Closed zonca closed 4 years ago
Implemented in #15, we will keep this open for now to report any feedback / issues.
@pibion who is testing data access can post feedback here or open a dedicated issue.
It's currently @ziqinghong and @blackholesun137. I typically relay comments on our collaboration Slack to this thread, but you're both also welcome to post here directly!
@zonca I just successfully copied a bunch of text data over. Seems working well. The next step of the process is to read it out from jupyterlab, which I failed. The default umask put the files to 2710, with user:group=root:root. What's the best way of getting around this?
@zonca @ziqinghong at SLAC we use ACL permissions to make data sets readable by everyone in a "dark matter" group.
But you should probably only have write privileges in your own directory - where are you trying to write your data to?
@ziginghong unless you're doing something that creates data that should be stored in /cvmfs/data
which now that I think about it is entirely possible. Is that the case?
@ziqinghong try again now, just copying 1 file at the root of /cvmfs/data/
and check its permissions
@pibion I was scping stuff from SLAC to jetstream, where the username was root. @zonca I tried again, it still got written as 2740 with root:root. It's the 20200318_1554_time.png file in /cvmfs/data that I last tried.
@ziqinghong are you using scp
?
Yes. scp 20200318_1554_time.png XSEDE:/cvmfs/data/. where XSEDE points to the js node in .ssh/config
I just copied with scp
and my file has correct permissions:
-rw-r--r--. 1 root root 87 Apr 7 02:29 README.md
Here's what's in .ssh/config Host XSEDE HostName js-156-119.jetstream-cloud.org User root Port 30022 IdentityFile ~/jupyterhub-deploy-kubernetes-jetstream-secrets/ssh/cdms_nfs_ssh_key
what is the umask of the source file?
It's 2770 permission.. Maybe that's the difference? It needs to be un-readable on the SLAC cluster as internal data...
then ssh into the CVMFS pod after you have copied the files and recursively fix the permissions.
once you have done that, please add this note to the documentation at:
https://github.com/pibion/jupyterhub-deploy-kubernetes-jetstream-secrets#copying-data
so other users can easily get around this issue.
Will do.
@zonca Any chance we can have rsync? That's helpful if we want to incrementally syncing data, plus it has a flag to set the permissions. Thanks!
@ziqinghong yes, installed rsync, added example usage at https://github.com/pibion/jupyterhub-deploy-kubernetes-jetstream-secrets/blob/master/README.md feel free to augment it.
Awesome! Now it's much easier to setup a crontab for automated data transfer. (We won't do that yet, but soon...)
you are root on that pod, so feel free to install anything else you need,
just also add it to the Dockerfile
(make a pull request) at https://github.com/zonca/docker-cvmfs-client/blob/master/cvmfs-client-nfs/Dockerfile so that it is automatically included when we redeploy.
Hmmm.... I somehow forgot I was root there.......... Stockholm syndrome for not having root on servers I don't manage...
it is just a pod, so whatever happens I'll just redeploy it!
This seems to be working fine.
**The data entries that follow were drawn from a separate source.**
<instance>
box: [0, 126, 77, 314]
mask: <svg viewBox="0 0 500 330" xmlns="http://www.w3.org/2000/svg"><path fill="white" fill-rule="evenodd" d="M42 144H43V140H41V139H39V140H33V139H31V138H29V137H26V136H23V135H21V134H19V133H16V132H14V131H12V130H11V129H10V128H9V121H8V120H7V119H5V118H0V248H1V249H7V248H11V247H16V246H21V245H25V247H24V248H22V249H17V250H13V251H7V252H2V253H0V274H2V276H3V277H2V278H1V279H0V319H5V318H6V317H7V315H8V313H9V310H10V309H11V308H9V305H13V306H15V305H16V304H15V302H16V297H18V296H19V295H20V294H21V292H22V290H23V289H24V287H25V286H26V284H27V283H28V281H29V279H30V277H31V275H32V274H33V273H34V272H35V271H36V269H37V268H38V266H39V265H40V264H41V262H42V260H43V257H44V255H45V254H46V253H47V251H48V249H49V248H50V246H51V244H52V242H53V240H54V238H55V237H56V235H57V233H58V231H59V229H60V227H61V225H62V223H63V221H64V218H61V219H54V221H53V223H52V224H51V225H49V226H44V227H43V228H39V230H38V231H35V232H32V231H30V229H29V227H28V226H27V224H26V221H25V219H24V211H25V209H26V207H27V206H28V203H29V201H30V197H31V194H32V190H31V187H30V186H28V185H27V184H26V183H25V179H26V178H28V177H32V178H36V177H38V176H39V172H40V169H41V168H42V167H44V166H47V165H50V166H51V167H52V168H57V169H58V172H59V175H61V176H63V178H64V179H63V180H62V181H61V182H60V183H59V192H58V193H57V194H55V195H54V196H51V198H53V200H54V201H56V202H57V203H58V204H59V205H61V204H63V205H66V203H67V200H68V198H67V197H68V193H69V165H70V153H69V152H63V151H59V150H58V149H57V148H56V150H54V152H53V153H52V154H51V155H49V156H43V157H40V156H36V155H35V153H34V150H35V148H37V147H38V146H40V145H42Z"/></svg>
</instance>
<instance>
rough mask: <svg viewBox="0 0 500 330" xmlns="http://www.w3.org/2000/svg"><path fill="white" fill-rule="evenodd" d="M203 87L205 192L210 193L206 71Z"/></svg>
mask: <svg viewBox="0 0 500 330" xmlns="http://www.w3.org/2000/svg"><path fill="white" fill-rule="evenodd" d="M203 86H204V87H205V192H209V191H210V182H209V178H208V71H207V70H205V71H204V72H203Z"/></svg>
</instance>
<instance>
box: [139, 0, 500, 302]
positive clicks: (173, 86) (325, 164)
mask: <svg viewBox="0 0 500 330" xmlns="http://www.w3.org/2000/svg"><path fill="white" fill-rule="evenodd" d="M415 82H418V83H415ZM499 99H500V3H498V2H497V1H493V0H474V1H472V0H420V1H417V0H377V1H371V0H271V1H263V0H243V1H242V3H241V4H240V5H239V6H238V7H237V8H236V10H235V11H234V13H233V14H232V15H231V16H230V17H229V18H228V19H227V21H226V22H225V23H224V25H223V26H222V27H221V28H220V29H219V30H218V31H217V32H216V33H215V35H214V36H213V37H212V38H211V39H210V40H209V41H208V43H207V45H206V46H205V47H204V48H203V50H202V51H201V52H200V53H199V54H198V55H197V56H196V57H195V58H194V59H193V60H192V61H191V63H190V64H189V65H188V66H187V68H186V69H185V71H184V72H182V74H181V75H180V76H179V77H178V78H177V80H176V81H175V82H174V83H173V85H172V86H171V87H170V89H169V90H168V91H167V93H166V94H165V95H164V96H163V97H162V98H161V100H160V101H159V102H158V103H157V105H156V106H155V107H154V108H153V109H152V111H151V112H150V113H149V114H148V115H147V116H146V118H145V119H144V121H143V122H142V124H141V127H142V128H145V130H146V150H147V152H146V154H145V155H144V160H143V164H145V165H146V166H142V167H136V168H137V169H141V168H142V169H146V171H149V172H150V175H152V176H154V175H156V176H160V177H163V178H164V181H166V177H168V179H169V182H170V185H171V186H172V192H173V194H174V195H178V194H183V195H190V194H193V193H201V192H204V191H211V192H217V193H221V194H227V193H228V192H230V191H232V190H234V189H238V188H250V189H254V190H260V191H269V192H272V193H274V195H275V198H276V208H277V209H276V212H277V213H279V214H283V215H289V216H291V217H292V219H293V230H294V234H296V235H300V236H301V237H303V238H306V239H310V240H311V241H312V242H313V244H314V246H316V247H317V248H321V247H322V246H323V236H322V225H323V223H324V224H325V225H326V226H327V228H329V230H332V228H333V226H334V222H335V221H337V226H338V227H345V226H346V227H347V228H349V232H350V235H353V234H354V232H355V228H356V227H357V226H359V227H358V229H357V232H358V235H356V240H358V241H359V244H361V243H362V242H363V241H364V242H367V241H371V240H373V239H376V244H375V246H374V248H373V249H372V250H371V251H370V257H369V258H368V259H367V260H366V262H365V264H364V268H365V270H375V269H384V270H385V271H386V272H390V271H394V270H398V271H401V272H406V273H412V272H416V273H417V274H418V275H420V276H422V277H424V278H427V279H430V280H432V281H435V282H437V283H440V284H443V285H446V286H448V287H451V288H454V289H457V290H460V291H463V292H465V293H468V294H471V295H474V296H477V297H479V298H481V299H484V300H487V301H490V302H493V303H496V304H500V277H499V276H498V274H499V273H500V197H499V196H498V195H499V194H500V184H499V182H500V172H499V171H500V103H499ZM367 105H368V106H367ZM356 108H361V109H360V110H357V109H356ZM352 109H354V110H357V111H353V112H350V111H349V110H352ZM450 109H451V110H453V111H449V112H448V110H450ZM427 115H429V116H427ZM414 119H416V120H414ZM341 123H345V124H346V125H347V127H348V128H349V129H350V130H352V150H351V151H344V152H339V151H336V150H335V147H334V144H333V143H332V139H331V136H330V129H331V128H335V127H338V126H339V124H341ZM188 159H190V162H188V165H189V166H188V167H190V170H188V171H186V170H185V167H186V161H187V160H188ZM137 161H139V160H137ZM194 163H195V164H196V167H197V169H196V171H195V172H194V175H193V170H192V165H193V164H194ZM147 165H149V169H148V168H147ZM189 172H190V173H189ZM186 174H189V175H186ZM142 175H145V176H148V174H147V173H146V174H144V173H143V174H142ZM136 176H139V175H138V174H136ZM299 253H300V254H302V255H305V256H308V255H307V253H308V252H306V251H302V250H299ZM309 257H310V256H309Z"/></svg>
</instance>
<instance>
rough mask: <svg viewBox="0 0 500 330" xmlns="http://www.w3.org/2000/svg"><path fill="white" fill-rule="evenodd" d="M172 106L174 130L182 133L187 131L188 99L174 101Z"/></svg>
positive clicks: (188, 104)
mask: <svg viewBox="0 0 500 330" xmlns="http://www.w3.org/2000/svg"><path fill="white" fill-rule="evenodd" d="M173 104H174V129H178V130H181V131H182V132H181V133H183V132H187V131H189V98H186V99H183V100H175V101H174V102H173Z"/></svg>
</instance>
I'll close this issue. Please open another issue if anything about he data store stops working.
Conclusion of #8 is that object store is not suitable.
Other 2 options are:
1) One option could be to use Manila on Jetstream which provides a NFS service which is handled by Openstack so we don't have to manage it. This provides a standard read/write filesystem we can mount on all pods.
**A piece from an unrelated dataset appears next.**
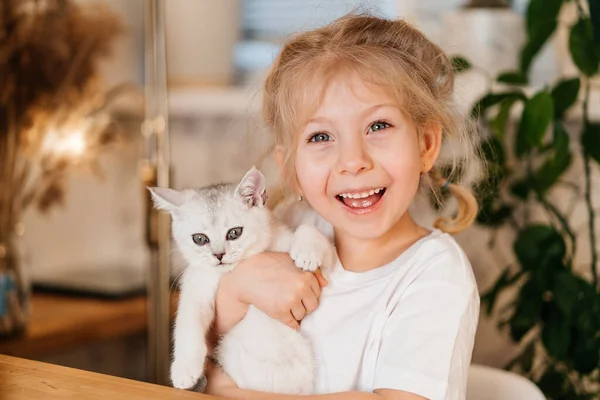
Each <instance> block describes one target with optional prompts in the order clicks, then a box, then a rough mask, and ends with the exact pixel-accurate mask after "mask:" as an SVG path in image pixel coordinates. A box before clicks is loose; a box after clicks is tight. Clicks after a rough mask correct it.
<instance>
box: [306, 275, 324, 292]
mask: <svg viewBox="0 0 600 400" xmlns="http://www.w3.org/2000/svg"><path fill="white" fill-rule="evenodd" d="M307 276H308V278H310V279H309V282H308V284H309V288H310V292H309V291H306V295H305V296H308V295H311V294H314V295H315V296H317V298H319V296H321V285H320V284H319V281H318V280H317V279H315V276H314V275H313V274H310V273H308V274H307Z"/></svg>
2) Or deploy our own NFS server, actually we can probably use the NFS server we use for CVMFS to also serve this 50GB volume read/write.
I have never used Manila before, so I would rather use our own NFS server, we can later do some benchmarks.
So the plan is to have 1 pod which mounts a large volume read-write, and expose the SSH port with certificate-only access to copy there the data with rsync. Down the road we could deploy a Globus endpoint. Then this pod has a NFS server which shares the data as read-only to the Jupyter Notebook pods.
I haven't decided yet if this should be a standalone pod or the same pod of CVMFS, I'll track progress in this issue.